Last week we heard tips from Analytics Evangelist Avinash Kaushik on how to measure the in-store impact resulting from online investments. Today we are continuing in this vein and discussing ways for retailers to test the online-offline impact for themselves.
The average American spends as much time on the Internet as they do watching TV (31 percent of total media consumption is online, Source: Jupiter Research/Ipsos Insight Entertainment and Media Consumer Survey, 08/07, US online consumers only), and yet advertisers only spend around 6 percent of their total media spend on online advertising. One big reason for this, at least in the retailing world, has been the difficulty of showing how online advertising affects consumer purchasing behavior in stores.

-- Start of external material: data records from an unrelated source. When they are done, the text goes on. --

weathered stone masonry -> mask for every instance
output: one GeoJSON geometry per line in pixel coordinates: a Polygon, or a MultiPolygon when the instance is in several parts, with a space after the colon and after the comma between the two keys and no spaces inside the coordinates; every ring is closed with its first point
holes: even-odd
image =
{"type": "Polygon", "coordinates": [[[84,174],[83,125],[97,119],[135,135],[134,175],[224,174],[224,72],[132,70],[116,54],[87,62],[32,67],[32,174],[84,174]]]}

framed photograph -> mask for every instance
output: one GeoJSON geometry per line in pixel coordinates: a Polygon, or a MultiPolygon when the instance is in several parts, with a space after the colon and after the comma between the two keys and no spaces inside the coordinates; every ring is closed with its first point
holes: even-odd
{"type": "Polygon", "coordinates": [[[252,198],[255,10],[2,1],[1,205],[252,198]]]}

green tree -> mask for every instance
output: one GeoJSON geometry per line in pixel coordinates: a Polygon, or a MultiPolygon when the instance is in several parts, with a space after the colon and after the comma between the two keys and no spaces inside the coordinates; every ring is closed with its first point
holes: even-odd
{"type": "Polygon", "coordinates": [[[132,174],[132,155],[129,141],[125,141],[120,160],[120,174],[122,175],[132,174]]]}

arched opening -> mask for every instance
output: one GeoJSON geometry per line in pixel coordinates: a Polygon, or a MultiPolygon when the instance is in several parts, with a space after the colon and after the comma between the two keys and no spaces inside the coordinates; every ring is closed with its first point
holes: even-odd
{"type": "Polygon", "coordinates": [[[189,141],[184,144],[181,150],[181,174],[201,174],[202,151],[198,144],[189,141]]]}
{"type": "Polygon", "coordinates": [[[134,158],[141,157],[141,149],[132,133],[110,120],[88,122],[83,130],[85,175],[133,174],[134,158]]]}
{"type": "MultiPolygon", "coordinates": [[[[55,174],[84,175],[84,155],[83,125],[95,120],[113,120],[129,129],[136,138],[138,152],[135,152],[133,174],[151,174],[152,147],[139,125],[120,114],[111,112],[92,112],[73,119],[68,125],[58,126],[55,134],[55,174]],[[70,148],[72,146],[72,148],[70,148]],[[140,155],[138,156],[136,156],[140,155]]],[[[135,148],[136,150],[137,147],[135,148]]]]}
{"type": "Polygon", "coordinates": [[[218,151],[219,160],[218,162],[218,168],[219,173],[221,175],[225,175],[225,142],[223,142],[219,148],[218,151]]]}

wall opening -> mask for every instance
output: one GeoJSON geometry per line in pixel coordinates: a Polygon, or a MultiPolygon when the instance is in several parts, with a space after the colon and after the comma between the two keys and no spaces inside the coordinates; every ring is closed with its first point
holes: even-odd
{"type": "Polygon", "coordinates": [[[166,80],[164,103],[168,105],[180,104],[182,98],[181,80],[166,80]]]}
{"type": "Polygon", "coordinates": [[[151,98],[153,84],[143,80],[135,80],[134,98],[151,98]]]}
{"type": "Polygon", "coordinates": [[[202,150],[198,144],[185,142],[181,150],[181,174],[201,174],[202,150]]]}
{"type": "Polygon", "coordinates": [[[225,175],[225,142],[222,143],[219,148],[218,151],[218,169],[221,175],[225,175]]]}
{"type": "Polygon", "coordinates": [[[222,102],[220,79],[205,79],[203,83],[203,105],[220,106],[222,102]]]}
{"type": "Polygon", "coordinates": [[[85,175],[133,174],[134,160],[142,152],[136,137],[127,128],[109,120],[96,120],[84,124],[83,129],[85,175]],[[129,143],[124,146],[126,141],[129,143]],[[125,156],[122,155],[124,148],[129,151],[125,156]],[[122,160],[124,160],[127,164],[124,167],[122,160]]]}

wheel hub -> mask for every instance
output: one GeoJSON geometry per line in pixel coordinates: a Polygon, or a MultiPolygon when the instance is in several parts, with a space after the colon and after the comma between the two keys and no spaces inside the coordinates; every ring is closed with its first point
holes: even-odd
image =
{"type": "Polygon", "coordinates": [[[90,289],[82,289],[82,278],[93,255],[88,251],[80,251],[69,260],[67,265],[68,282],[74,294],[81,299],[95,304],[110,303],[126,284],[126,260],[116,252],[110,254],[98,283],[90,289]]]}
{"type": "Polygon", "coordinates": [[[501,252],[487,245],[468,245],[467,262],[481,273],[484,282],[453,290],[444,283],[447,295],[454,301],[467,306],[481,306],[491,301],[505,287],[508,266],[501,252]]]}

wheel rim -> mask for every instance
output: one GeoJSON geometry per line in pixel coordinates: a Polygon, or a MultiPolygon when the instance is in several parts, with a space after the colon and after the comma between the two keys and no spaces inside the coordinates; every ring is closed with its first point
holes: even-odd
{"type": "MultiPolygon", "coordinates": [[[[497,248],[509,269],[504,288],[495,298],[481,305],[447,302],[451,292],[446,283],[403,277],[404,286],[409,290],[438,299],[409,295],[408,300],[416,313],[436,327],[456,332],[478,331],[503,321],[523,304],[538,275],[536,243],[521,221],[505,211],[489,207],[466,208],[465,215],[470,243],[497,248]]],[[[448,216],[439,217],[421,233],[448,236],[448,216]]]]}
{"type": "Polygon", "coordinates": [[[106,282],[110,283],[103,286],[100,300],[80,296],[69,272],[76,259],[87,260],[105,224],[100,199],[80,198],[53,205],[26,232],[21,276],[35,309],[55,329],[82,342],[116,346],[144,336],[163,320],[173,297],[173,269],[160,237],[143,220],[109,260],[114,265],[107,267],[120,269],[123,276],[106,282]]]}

According to a study done last year by Yahoo! and comScore, 89 percent of consumers look for information about products online. While selling products online is a great source of revenue, perhaps the true value of online advertising is its effect on what consumers do in store. So how can you figure out the effect that your online advertising has on offline purchases?
One of the most common methods is to look at the individual consumer. This can be done through online coupons, credit card tracking, individual surveys, or Nielsen's HomeScan tracking data (where people who opt in, physically scan products they buy using a bar code reader in their home). Although the individual consumer method can surely provide interesting results, it is often too difficult and too expensive for most advertisers.
Another approach that seems to be more scalable is randomized test and control, which is similar to the method used for FDA drug testing. The three basic elements are designing the test, running the rest, and analyzing the results. The design is perhaps the most important element, because if your design is poor the results will be meaningless. Although this method can have dozens of variations, I'll give a simplified over view of the design to get you thinking about how you can measure the online/offline impact.
First, you would choose cells, each with multiple metropolitan test areas. The test areas should have similar attributes – population, sales, etc., and each cell would be exposed to different variations of advertising. Here is one possible design:
Cell 1: No online ads in test product categories
Cell 2: Existing online ads, no change from campaigns prior to test
Cell 3: Max out Google Search and max out potential keywords, but use no Display
Cell 4: Max out Google Search and layer on Display ads to boost reach
A few things to consider are the timing, the product categories that are tested, the number of test areas, and the spend level. You should try to avoid testing when there is a lot of other noise, such as seasonal promotions and holidays. The product categories can also have a big effect on the test. If you choose categories that typically have big revenue numbers it is more difficult to see changes caused by your test, so it is usually better to pick categories with smaller sales numbers. And lastly, the number of test areas and the amount spent on the test go hand-in-hand. If you choose too many test areas your testing dollars will be spread very thin and it will be difficult to make an impact. But if you choose too few test areas the test won't be statistically significant. So it is important to pick a middle ground that allows you to put a significant amount of testing dollars into each test area.
Online product research has become an integral part of the consumer shopping experience, and your online presence surely contributes significantly to your ROI beyond what is sold online.
As Jeff Smith of Accenture Retail said, "Instead of replacing bricks and mortar stores, the Internet is an extension of consumers' in-store shopping experience providing a resource to research product and price. Retailers and manufacturers must understand this consumer behavior trend in order to reach shoppers, educate them, serve them and earn their loyalty."
Now you just have to test it for yourself.